杉江松恋の新鋭作家ハンティング とにかく変な特殊能力バトルものの小説ーー五条紀夫『イデアの再臨』

とにかく変な小説『イデアの再臨』

 だいたい紹介していいのはこのくらいだろう。世界から次々に要素が失われていく物語といえば、最も有名なのは筒井康隆のアレである。あえて題名は書かない。『イデアの再臨』風に標記すると『     』である。現在は「    」に入っていて容易に手にとれるので、ぜひ本作と併読してみていただきたい。題名は上に書いた情報で検索すればだいたいわかるはずだ。

 筒井康隆のアレは超絶技巧の小説だったが、本作もなかなかおもしろいことに挑戦している。何かが失われるたびに世界が少しずつ変わっていく。なぜそうなるのかは伏せておくが、たとえば主人公の幼馴染で学園一の美少女である白鳥姫子さんは、最初は標準語でしゃべっていたのに、後半では怪しい関西弁になってしまう。そうなる理由は秘密である。

 もう一つ書いてしまっていいだろう。本作は特殊能力バトルものでもある。異変の背後にいる犯人は上の記述でわかるとおり、世界から何かを消す能力を持っているらしい。

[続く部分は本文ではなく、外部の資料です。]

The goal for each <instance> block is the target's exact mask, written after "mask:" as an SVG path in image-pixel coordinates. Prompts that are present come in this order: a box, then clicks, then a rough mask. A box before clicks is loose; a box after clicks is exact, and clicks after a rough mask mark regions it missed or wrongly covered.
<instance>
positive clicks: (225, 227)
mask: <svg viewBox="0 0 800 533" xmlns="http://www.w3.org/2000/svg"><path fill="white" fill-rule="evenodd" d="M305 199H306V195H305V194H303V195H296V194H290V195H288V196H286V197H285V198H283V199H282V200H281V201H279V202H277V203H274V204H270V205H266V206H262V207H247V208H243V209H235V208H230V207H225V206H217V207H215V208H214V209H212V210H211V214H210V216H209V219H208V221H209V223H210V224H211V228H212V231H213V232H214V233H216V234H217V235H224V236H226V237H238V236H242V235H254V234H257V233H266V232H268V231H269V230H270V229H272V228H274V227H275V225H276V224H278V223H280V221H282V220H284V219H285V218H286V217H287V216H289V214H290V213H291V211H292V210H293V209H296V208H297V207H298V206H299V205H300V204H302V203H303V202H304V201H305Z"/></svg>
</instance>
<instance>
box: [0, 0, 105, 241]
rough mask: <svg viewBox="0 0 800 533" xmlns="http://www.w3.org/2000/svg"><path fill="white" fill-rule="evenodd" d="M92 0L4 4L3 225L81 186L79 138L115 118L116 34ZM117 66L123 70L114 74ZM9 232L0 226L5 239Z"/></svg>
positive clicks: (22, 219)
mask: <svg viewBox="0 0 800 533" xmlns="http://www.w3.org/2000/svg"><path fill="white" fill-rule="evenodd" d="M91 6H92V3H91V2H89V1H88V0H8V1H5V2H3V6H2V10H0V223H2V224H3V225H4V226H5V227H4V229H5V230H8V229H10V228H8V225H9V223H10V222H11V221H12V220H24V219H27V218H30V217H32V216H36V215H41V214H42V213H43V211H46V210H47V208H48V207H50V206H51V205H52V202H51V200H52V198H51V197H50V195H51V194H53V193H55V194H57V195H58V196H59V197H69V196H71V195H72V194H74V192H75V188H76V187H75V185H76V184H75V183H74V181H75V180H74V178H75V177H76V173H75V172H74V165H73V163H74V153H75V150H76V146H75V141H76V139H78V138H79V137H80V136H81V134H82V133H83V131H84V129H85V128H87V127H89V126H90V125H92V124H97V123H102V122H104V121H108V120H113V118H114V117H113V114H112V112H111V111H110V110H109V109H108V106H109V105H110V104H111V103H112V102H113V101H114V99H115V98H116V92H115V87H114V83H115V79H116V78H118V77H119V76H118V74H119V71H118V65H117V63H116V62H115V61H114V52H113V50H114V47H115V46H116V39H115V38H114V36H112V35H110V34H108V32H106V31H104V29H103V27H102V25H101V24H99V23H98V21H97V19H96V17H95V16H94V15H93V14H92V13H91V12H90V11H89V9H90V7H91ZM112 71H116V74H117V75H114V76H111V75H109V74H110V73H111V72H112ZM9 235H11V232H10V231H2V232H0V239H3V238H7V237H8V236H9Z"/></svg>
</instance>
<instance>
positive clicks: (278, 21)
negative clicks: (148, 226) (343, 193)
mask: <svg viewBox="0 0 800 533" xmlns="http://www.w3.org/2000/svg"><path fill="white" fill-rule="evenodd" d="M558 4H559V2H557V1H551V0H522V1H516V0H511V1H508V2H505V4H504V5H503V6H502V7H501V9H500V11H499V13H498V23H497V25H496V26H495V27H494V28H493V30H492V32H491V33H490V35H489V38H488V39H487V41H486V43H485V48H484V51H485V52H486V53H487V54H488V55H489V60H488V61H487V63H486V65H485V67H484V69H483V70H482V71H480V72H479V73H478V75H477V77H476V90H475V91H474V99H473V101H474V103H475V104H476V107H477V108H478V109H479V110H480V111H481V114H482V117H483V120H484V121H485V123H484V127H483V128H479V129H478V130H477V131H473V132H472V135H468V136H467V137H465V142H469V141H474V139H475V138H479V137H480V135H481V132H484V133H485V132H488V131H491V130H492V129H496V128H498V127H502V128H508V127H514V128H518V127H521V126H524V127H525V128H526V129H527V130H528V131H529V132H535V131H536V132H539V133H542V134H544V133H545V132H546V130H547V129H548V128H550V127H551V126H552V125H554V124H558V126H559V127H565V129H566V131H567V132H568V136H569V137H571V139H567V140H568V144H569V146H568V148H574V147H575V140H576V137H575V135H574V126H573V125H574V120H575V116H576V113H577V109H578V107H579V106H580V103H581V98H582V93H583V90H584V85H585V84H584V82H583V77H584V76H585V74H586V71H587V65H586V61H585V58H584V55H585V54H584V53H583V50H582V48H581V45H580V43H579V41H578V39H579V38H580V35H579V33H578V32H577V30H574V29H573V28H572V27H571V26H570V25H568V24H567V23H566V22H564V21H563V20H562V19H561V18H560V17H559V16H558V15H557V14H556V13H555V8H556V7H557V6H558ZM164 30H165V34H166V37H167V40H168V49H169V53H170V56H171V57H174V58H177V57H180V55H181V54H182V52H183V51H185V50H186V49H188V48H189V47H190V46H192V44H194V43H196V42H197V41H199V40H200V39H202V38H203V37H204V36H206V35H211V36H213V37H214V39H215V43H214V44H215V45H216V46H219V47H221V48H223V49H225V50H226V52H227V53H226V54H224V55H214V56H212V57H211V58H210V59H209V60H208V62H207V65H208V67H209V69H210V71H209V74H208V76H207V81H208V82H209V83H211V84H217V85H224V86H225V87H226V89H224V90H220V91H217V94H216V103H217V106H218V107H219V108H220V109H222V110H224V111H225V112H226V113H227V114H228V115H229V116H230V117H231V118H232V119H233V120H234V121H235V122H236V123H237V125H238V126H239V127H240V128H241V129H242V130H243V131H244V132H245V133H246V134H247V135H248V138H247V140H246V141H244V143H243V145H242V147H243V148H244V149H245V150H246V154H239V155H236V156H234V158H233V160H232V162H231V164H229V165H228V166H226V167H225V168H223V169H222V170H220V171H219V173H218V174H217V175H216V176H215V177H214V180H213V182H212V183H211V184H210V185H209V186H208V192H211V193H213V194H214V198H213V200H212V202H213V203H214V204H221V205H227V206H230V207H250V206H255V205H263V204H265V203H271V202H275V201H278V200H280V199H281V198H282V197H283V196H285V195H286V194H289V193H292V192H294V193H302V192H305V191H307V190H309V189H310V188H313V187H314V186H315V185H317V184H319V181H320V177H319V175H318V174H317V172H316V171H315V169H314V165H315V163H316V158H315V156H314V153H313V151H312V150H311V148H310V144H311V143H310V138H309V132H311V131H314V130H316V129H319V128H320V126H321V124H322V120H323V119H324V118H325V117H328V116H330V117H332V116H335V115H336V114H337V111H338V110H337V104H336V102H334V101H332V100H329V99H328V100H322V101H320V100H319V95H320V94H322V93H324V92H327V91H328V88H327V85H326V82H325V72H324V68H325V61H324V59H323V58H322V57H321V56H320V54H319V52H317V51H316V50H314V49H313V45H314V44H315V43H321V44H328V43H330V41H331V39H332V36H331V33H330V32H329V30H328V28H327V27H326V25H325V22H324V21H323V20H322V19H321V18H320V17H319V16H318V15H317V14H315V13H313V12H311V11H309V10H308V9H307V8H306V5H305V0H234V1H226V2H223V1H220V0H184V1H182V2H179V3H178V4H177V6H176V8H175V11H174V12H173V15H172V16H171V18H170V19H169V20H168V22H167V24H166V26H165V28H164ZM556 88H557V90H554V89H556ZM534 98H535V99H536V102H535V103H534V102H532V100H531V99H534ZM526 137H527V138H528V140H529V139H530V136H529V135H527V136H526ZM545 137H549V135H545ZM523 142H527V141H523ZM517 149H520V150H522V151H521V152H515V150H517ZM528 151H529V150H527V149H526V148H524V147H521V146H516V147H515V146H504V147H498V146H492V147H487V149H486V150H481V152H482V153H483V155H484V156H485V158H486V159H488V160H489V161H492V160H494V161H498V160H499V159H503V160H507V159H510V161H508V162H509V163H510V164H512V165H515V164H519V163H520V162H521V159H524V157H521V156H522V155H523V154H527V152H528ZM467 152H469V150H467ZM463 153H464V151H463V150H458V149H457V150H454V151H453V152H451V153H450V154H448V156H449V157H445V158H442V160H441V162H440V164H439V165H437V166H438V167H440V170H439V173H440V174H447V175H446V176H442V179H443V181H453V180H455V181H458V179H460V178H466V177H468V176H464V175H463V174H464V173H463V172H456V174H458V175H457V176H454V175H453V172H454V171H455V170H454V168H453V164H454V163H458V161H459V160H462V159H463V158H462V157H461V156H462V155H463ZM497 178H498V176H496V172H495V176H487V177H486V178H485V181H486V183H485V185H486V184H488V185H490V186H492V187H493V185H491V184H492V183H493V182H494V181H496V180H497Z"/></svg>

それに対抗する安藤竜と「僕」にも別の能力があることがやがてわかるのである。「僕」のそれは、え、そんなことできて、いったい何になるの、というようなものだ。でも、何に使えるかわからない属性を持っているやつがいちばん活躍するというのが特殊能力ものの定石なんだよなあ。

 小説全体の趣向についてはあまり書かなかったので、実際に読んで確かめてみてもらいたい。変な小説を書くものである。作者の五条紀夫は2022年に『クローズドサスペンスヘブン』(新秒文庫nex)で新潮ミステリー大賞の最終候補に残り、同作でデビューした。これもいわゆるクローズドサークルもののお約束を逆手にとった作品で、ジャンルに新風を吹かせるような内容であった。こういうものを読むときは、あまり前情報がないほうが楽しめると思う。作者の奇想を十分に味わっていただきたい。これまでの紹介で、とにかく変な小説だということだけはわかっていただけたはずだ。

 何がなんだかわからないけどとにかくおもしろそうだ。

 そう思って読んでいただければ幸いである。